Chidambaram criticises deportation of Amnesty researcher Christine Mehta

Will the government deport citizens for criticising AFSPA? asks the former Home Minister Chidambaram

July 02, 2015 02:59 pm | Updated December 04, 2021 11:08 pm IST - New Delhi

Congress leader P. Chidambaram

Congress leader P. Chidambaram

Reacting to the first-person account of an Amnesty International researcher >published in The Hindu on Thursday, former Home Minister and Congress leader P. Chidambaram criticised the NDA government for deporting the researcher.

“Her account is a devastating critique of the manner in which the government handles the issue of AFSPA,” he told The Hindu in a message after reading the report.

Earlier, Mr. Chidambaram had tweeted about the action taken against the 23-year-old researcher Christine Mehta, who had come to India as a Person of Indian Origin (PIO). Ms. Mehta had been working in Jammu and Kashmir on an Amnesty International report on the immunity given to armed forces under the Armed Forces Special Powers Act (AFSPA).

“PIO who criticized #AFSPA deported. Will citizens who criticize AFSPA be deported as well?” Mr. Chidambaram wrote in a sarcastic comment on Twitter.

In her article Ms. Mehta had recounted her experience of being told to leave the country after it emerged that she had been interviewing family members of about 58 AFSPA-related cases, where young men had been killed or had disappeared, allegedly due to the actions of armed forces, and sensed “signs of official unease with my work in Jammu and Kashmir”.

The >report , which was released by the international human rights group Amnesty on Wednesday, called for a repeal of AFSPA and wanted India to invite the UN Special Rapporteur as well as the UN Joint Working group on disappearances to visit Jammu and Kashmir. The group also asked for “unimpeded access” to victims and witnesses for UN officials inquiring into disappearances and Human rights violations.

In a column two months ago, Mr. Chidambaram had also said that the AFSPA law, deployed in Jammu & Kashmir and North Eastern states “has no place in civilised society”.

Interestingly, as Home Minister in 2010, Mr. Chidambaram had been criticised for the excessive force used by security forces to stop street protests over the fake encounter in the Machil sector where three young men were killed. In firing on protestors between June and September 2010, at least 117 men were killed.

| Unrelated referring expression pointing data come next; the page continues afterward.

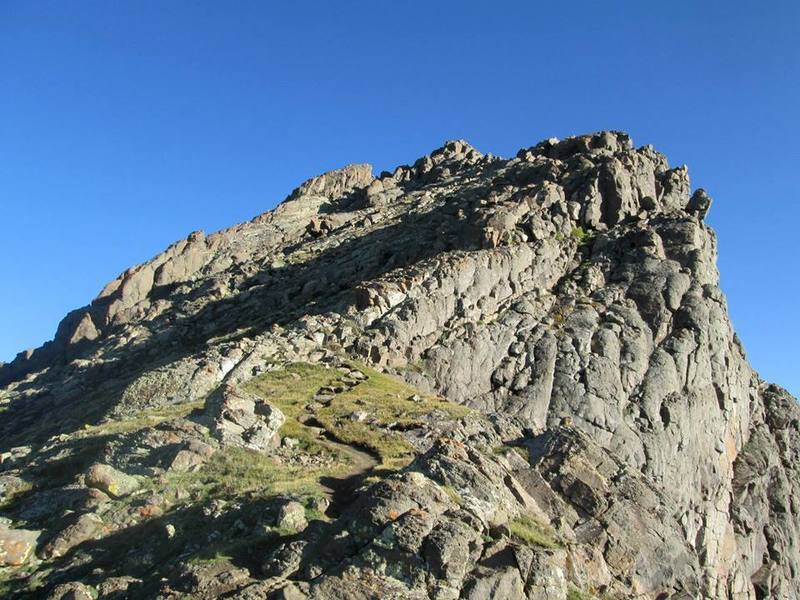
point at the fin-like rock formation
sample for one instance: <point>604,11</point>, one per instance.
<point>613,442</point>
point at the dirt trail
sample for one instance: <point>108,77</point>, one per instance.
<point>343,487</point>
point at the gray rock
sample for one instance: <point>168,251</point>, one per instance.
<point>568,295</point>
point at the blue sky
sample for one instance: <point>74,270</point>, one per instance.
<point>126,125</point>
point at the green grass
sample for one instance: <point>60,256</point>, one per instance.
<point>234,472</point>
<point>529,530</point>
<point>147,418</point>
<point>583,236</point>
<point>505,449</point>
<point>383,397</point>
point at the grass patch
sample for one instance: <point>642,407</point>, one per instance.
<point>531,531</point>
<point>506,448</point>
<point>148,418</point>
<point>386,400</point>
<point>583,236</point>
<point>235,472</point>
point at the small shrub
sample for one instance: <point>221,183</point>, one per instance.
<point>584,237</point>
<point>529,530</point>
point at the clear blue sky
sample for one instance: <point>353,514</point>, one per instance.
<point>126,125</point>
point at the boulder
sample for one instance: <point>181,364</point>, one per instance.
<point>109,480</point>
<point>292,517</point>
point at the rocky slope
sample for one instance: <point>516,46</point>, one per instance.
<point>470,378</point>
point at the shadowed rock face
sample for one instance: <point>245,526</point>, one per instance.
<point>568,295</point>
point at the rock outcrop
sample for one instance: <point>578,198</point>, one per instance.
<point>605,434</point>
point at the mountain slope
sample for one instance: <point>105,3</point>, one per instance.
<point>614,439</point>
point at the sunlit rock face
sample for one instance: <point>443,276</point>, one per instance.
<point>613,440</point>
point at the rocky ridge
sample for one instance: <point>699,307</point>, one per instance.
<point>472,377</point>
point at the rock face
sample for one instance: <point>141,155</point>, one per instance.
<point>618,441</point>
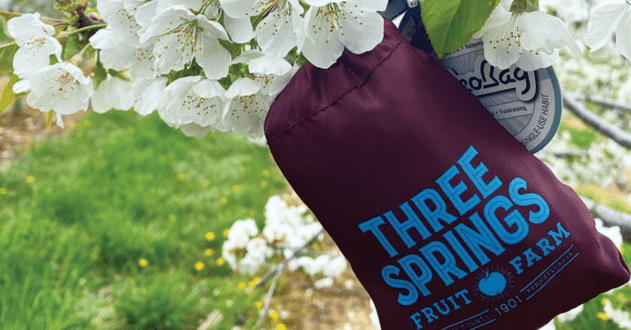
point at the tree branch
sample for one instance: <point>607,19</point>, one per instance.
<point>284,263</point>
<point>610,217</point>
<point>612,131</point>
<point>268,298</point>
<point>620,106</point>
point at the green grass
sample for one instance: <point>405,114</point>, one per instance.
<point>79,212</point>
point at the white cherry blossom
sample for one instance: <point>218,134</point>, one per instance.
<point>36,43</point>
<point>246,107</point>
<point>61,87</point>
<point>113,93</point>
<point>193,100</point>
<point>332,25</point>
<point>181,36</point>
<point>278,31</point>
<point>570,315</point>
<point>531,40</point>
<point>150,96</point>
<point>607,20</point>
<point>120,21</point>
<point>118,55</point>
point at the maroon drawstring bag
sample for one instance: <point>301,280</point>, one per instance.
<point>445,218</point>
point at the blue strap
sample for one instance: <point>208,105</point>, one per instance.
<point>394,9</point>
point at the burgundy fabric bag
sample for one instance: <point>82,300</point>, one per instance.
<point>445,218</point>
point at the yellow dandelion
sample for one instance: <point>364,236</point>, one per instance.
<point>254,282</point>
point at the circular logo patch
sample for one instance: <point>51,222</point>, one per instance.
<point>527,104</point>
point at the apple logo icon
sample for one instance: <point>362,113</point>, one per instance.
<point>492,284</point>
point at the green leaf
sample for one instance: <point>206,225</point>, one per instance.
<point>8,96</point>
<point>450,24</point>
<point>6,57</point>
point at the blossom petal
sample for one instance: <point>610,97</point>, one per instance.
<point>247,56</point>
<point>194,130</point>
<point>152,96</point>
<point>209,88</point>
<point>543,32</point>
<point>505,53</point>
<point>242,87</point>
<point>237,8</point>
<point>276,34</point>
<point>113,93</point>
<point>531,61</point>
<point>239,29</point>
<point>602,23</point>
<point>320,47</point>
<point>362,32</point>
<point>245,112</point>
<point>214,59</point>
<point>270,65</point>
<point>372,5</point>
<point>320,3</point>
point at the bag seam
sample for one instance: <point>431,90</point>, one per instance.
<point>338,98</point>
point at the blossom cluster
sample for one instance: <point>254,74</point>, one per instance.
<point>201,64</point>
<point>287,229</point>
<point>601,163</point>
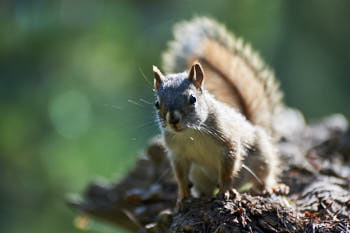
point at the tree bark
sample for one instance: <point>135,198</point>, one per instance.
<point>315,165</point>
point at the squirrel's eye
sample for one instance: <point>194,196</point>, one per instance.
<point>157,104</point>
<point>192,99</point>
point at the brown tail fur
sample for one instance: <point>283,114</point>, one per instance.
<point>236,75</point>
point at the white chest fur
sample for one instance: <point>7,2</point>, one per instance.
<point>197,147</point>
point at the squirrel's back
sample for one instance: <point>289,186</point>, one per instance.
<point>236,75</point>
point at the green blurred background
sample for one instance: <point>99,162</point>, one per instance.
<point>75,104</point>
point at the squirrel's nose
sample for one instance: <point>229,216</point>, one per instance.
<point>173,117</point>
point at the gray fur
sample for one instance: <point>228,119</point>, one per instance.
<point>212,141</point>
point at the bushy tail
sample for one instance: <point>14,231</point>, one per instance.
<point>235,74</point>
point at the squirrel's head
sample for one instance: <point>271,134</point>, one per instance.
<point>180,103</point>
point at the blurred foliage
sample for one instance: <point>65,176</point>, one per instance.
<point>76,95</point>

Mr. Chidambaram, who was tasked with calming the situation said in parliament that the government was considering amendments to AFSPA, but later was over-ruled in the Cabinet Committee on Security (CCS). “As home minister, I was convinced that AFSPA deserved to be repealed. I proposed repeal; the Ministry of Defence and the defence forces opposed repeal, and the defence minister was unwilling to overrule them,” he wrote in the column.